Selon vous, qu’est ce qui a précipité la disparition de cette profession ?
AJB- La disparition ne s’est pas faite d’un coup. Il y a d’abord eu ce que j’appelle « la grande rupture » en janvier 2010. Deux textes fondateurs sont à l’origine de cette rupture : la norme ISO 15189 : 2007 et la version V14.4 de l’Ordonnance sur la biologie médicale. Le premier texte est normatif et le second est réglementaire. Ce qui a déclenché la réaction en chaîne est relativement simple : le second texte, apparu chronologiquement après, a rendu le premier obligatoire. Les conséquences ont été radicales. Pour bien comprendre de quoi il s'agit, il faut imaginer que le laboratoire du coin de la rue dont je vous ai parlé tout à l’heure devait en l’espace de 6 ans se transformer en prestataire de niveau international puisque c’est l’objectif même d’une norme internationale ISO (iso = en tout point identique). Le coût financier, en compétences et en charge de travail était tel que mécaniquement plus de la moitié des laboratoires ont dû fermer avant 2016. Les laboratoires se sont logiquement concentrés avec la mise en place d’une logistique impressionnante. La normalisation a été telle que les patients se faisaient prélever de la même manière partout en France, les valeurs de références pour les analyses étaient partout identiques et les comptes rendus étaient rédigés à l’identique du nord au sud.
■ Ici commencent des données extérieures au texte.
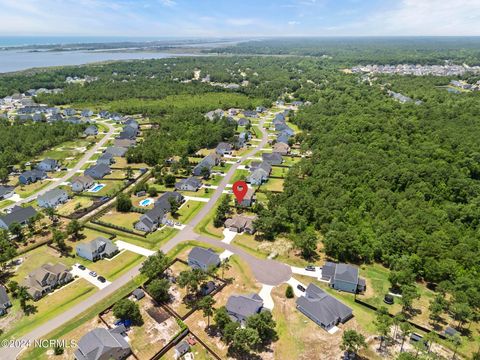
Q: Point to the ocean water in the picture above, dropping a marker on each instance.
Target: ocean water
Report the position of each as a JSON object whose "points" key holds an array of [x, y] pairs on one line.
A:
{"points": [[8, 41], [13, 60]]}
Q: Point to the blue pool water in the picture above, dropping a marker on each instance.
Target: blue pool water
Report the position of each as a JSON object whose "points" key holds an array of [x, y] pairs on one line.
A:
{"points": [[146, 202], [97, 188]]}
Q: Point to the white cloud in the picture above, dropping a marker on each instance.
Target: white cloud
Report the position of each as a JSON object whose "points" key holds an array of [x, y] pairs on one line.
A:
{"points": [[240, 21]]}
L’industrie du diagnostic a également beaucoup souffert car les biologistes sont devenus extrêmement exigeants. Du coup, deux géants se sont partagés le marché : les groupes Sioche et Remens car ils ont pu s'adapter aux nouvelles contraintes.
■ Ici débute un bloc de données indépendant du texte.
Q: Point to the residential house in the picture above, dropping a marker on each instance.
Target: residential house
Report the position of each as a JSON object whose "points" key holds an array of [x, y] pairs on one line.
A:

Les économies ont-elles pu être réalisées ?
(AJB sourit) - Revenons aux chiffres. Cette rupture a concerné 2,5 % du budget global de la santé. Si 50% d’économies sont réalisées sur la biologie, elles ne peuvent diminuer le budget global que de 1,25%. Fallait-il tout changer ? Je vous laisse le soin de répondre.
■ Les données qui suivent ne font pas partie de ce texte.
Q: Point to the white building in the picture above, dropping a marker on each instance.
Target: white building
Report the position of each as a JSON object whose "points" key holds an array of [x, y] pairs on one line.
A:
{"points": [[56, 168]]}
Que s’est-il passé ensuite ?
AJB- Ce n’est pas très clair. Nous manquons de données précises mais la population a continué de vieillir consommant de plus en plus d’examens. Les industriels se sont regroupés et ont augmenté le prix de leurs automates, réactifs et prestations. De fait, il est probable que les économies d’échelle réalisées aient été vaines. Par ailleurs, l'Ordre des pharmaciens qui est un des piliers de la profession a été secoué par l'instruction européenne et ceci a peut-être eu un impact sur la suite des évènements. Mais nous continuons la recherche de documents de l’époque pour le confirmer.

La biologie médicale a finalement cessé d’exister en tant que telle.
AJB- Oui. Aux alentours de 2030, le concept même de laboratoire a disparu laissant la place aux « with you », ces boitiers qui nous accompagnent partout et qui, entre autres fonctions, surveillent en permanence nos paramètres vitaux. Mais ça c’est du présent, cela ne m’intéresse pas beaucoup. (Deux bips différents retentissent). D’ailleurs mon « with you » me signale que je dois manger mais en diminuant ma ration de lipides. Que dit le vôtre le vôtre ?

Que mon taux de sérotonine s’élève. Vous êtes libre pour dîner ?
AJB- Absolument. Je vous raconterai une autre histoire passionnante, celle de la radiologie.


Sandra Yuan-Riviêre.
Mars 2043, pour European e-News.

Mes amis, j'ai enfin mis la main sur les textes de la version V14 de l'ordonnance et de la norme 15189 : 2007. J'ai comme l'impression qu'on a pas finit d'en entendre parler ! L'avenir nous le dira bien.